61. • Low-Fat Diet: Individuals with these disorders often need to follow
a low-fat diet to minimize the intake of long-chain fatty acids,
which their bodies may struggle to metabolize. This involves
restricting foods high in long-chain fats, such as certain oils, dairy
products, and fatty meats.
• Medium-Chain Triglycerides (MCTs): MCTs are more easily
metabolized than long-chain fats.
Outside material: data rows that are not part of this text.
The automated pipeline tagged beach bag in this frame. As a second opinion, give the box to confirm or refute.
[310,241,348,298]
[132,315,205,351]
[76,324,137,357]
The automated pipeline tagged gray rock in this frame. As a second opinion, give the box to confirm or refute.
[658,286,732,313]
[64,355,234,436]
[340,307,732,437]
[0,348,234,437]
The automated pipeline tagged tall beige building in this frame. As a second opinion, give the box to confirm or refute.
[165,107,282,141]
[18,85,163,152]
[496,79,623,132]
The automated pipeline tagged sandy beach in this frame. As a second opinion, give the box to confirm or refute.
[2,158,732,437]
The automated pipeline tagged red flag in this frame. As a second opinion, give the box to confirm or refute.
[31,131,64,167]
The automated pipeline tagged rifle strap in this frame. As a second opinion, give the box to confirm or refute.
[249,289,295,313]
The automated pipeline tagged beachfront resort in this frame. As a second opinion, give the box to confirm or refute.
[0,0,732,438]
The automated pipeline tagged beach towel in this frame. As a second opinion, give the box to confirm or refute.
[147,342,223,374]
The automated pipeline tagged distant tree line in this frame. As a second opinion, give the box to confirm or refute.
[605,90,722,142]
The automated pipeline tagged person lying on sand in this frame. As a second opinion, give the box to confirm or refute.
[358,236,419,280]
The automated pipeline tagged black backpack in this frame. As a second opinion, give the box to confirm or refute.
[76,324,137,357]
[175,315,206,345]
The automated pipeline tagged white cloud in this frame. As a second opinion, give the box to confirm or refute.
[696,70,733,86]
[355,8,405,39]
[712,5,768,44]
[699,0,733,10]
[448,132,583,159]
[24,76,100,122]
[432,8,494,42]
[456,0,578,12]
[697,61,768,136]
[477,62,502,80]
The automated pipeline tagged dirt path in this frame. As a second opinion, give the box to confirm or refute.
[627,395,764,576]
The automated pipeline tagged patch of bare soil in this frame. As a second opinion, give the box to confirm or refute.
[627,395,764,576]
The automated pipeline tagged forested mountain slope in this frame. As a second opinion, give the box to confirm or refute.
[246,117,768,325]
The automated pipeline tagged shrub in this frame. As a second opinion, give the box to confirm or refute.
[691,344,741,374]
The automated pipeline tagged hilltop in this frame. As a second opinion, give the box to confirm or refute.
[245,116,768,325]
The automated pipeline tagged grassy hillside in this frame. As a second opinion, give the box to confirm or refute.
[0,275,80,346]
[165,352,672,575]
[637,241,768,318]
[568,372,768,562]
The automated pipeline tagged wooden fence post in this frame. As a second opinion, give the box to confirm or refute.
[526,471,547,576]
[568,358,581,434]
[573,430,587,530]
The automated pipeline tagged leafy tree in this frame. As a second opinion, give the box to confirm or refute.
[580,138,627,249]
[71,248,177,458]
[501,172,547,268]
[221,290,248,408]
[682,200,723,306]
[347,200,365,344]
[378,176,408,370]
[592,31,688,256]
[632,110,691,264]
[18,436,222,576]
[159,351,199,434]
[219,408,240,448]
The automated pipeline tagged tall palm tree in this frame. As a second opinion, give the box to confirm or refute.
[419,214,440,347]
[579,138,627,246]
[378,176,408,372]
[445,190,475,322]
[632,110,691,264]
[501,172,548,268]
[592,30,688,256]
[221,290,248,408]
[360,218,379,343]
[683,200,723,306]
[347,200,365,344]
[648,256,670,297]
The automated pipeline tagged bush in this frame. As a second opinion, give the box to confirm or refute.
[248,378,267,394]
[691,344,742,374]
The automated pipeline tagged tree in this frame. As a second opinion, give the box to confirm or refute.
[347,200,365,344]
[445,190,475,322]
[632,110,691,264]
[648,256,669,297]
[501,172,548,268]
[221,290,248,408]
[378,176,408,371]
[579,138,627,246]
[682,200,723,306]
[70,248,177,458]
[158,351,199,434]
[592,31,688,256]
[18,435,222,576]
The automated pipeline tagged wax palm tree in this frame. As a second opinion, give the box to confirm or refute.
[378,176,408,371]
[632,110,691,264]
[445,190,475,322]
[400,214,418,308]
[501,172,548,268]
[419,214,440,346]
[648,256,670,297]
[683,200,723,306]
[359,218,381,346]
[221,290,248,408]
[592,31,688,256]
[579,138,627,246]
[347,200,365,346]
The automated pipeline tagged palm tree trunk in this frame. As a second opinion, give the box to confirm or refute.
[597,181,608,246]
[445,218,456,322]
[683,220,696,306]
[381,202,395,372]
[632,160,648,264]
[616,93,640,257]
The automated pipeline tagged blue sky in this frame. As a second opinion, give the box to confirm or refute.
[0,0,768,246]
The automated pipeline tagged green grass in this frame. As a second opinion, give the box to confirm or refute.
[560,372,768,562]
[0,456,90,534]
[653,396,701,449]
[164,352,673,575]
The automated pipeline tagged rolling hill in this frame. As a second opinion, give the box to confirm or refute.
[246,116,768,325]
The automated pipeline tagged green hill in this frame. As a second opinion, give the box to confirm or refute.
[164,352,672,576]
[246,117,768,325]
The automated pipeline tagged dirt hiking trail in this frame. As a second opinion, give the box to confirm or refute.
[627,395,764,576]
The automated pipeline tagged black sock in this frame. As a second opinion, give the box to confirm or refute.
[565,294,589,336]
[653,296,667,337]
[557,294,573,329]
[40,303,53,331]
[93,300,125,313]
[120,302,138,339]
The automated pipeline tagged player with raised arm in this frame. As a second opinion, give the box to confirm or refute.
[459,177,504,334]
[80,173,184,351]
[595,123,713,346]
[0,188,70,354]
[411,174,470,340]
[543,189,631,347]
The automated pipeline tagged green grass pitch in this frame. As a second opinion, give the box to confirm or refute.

Including MCTs in the diet
provides an alternative energy source. Foods like coconut oil and
MCT oil may be incorporated, and special MCT-enriched formulas
might be recommended.

62. • Protein Intake: Adequate protein intake is essential for growth and
development. Protein can also serve as an alternative energy source.
Monitoring amino acid profiles may be necessary, and medical
formulas or supplements may be required to ensure proper protein
balance.
• Essential Fatty Acids (EFAs): Since the body can't synthesize EFAs,
they need to be supplied through the diet. Special attention is given
to ensuring an adequate intake of essential fatty acids like omega-3
and omega-6, possibly through supplementation.

63. • Caloric Intake: Maintaining a proper balance of calories is
crucial for overall health. Nutritionists work to ensure
individuals receive enough energy from sources other than
fats to support growth, development, and daily activities.
• Micronutrient Monitoring: Regular monitoring of vitamin
and mineral levels is essential. Deficiencies can occur due
to dietary restrictions, and supplements may be prescribed
to address specific needs.

64. • Hydration: Adequate hydration is important, especially if
individuals are on specialized diet or formulas. This helps
support overall well-being and metabolic processes.
• Individualized Plans: Nutrition plans are highly
individualized based on the specific inborn error of fat
metabolism. Close collaboration between healthcare
professionals, including dietitians and metabolic
specialists, is crucial to tailor nutrition interventions to
each person’s needs.

65. CONCLUSION
• Inborn errors of metabolism are rare, but the diseases with which
they are associated often have a significant impact on growth,
development, and long-term health of affected children.
• Early recognition and intervention (when possible) are essential to
avoiding disastrous consequences associated with these diseases.
• Some disorders arise as a result of mutations to catabolic pathways
involving lysosomal storage and macromolecule degradation.